His long-term goal is to transition from a successful college run into a career as a defensive back in the NFL. He knows it’s going to take a lot of hard work, but nothing worth achieving comes without sacrifice.
“I’m just trying to stay confident and better myself at my craft every day,” said Payne, who finished his first semester of college with a 3.3 grade point average.
Payne’s biggest play for the Catamounts (2-10 in 2013) this season came against Auburn, when he intercepted a Jeremy Johnson pass on Oct. 12 at Jordan-Hare Stadium in Auburn, Ala. One week after making his first career start in conference play against Chattanooga, the 5-foot-8, 175-pound defensive back got the call to come into the game against the national title hopeful Tigers.
Payne, who will be pulling for Auburn in the BCS championship game, said that his coaches warned him before entering the game that Auburn might take deep shots against him since he was a freshman. While watching the wide receivers’ hips to follow direction, he was able to get in the right position for the interception on an underthrown post route. He said the biggest thing involved in making a big play in a boisterous environment was not getting overwhelmed by the atmosphere and fan noise.
“It was incredible being able to make a big play against Auburn,” said Payne, who finished with a combined 360 tackles and 14 interceptions in high school. “I just trusted everything I’d learned before and blocked out all the distractions.”

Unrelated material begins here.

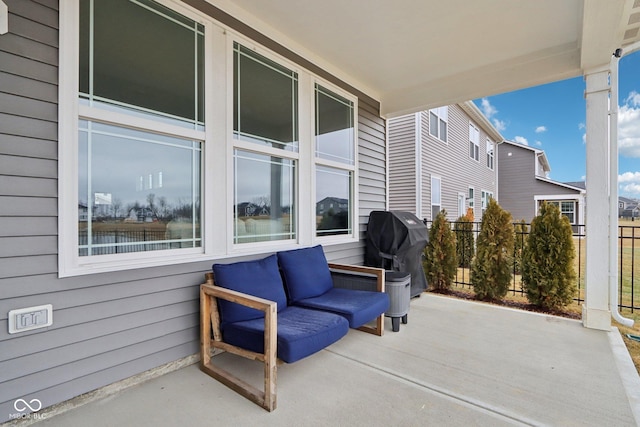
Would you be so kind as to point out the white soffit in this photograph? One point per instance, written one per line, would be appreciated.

Gainesville coach Bruce Miller first saw the news of Payne’s big play at Auburn on Facebook. Then they were able to talk about it in person when Payne arrived home. The Red Elephants coach had no doubts that Payne, who was a two-time All-State selection for the Red Elephants, would be an impact player at Western Carolina.
Even as a freshman.
“Fred’s one of the most self-motivated players,” Miller said. “And he’s always been an impact-type player.”
Payne is convinced he made the right decision to play at Western Carolina. He knew going in that it would be a young defensive unit, but in 2013 he helped the Catamounts snap a 25-game Southern Conference losing streak with a 27-24 overtime home victory against Elon.
Working his way into the starting lineup took a minor setback after injuring a rib during the preseason, Payne made a big splash in his first start with four tackles and a fumble recovery in conference play against Chattanooga on Oct. 5 — the week before his interception at Auburn.
He finished 2013 with 11 tackles.
Payne has a large network of support from the Gainesville football family. His older cousin is A.J. Johnson, who recently finished his third season as a starting linebacker at Tennessee. And one of his closest friends is his ‘little brother’ Deshaun Watson, who finished his career as Gainesville’s quarterback with a new state-record 13,1135 yards in 2013.
Payne says he is also inspired by former NFL greats, such as Deion Sanders and Ray Lewis. Miller says Payne has trained in the past with former Red Elephants’ standout players Damian Dowell and Mike Malone, who played running back at Western Carolina from 2003-07.
Payne wants to give motivation to the younger players from Gainesville who want to follow the same path as a Division I football player.
“I tell the younger guys, ‘don’t let anyone take away your dreams and set yourself apart by outworking the next guy,’” said Payne, who is training daily at Gainesville High while home for Christmas.